AI Can Compress Tasks. It Can’t Shortcut Expertise.
Stop for a minute and think about where expertise actually comes from.
Not information. I mean the kind of expertise that lets someone sit across from a CEO and explain why a product can’t launch on time because of geopolitical supply chain issues. The kind that understands which stakeholder needs a call before the meeting, which “minor” issue is about to become a reputational crisis, which solution sounds good in theory but will fail the moment it hits operational reality.
That capability doesn’t magically appear once someone gets a senior title. It’s developed over years of exposure to ambiguity, pressure, repetition, tradeoffs, relationships, consequences, and unforeseen circumstances. People learn by being close to the work, watching experienced operators navigate difficult situations, making mistakes, correcting them, and slowly building judgment.
That’s why the conversation around AI and white collar work needs to be way more nuanced than “the technology will replace x% of jobs / make us x% more efficient.”
Yes, AI can accelerate analysis, drafting, coding, design, synthesis, planning, and research. In many cases, it performs those tasks remarkably well. But organizations still need people who can exercise judgment, carry accountability, maintain trust, and make decisions when conditions change in ways the process couldn’t anticipate.

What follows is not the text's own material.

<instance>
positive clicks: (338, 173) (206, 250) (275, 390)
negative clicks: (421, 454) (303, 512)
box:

If companies aggressively eliminate too much entry- and mid-level work in the name of efficiency, where exactly will the next generation of experienced operators come from? Who develops the pattern recognition to know when the output is subtly wrong, incomplete, strategically dangerous, or disconnected from how organizations and people actually behave?
The model can identify the supply chain issue. It can summarize the risks and draft the mitigation plan. But it’s not going to walk into the boardroom, absorb the emotional temperature of the room, renegotiate priorities across functions, preserve trust with a client, and explain why the launch date has to move.
That’s still human work.
The more AI capabilities advance, the more important it becomes to think carefully about which work we automate, which work we redesign, and which developmental experiences organizations cannot afford to lose. Are you doing that now? If not, why not?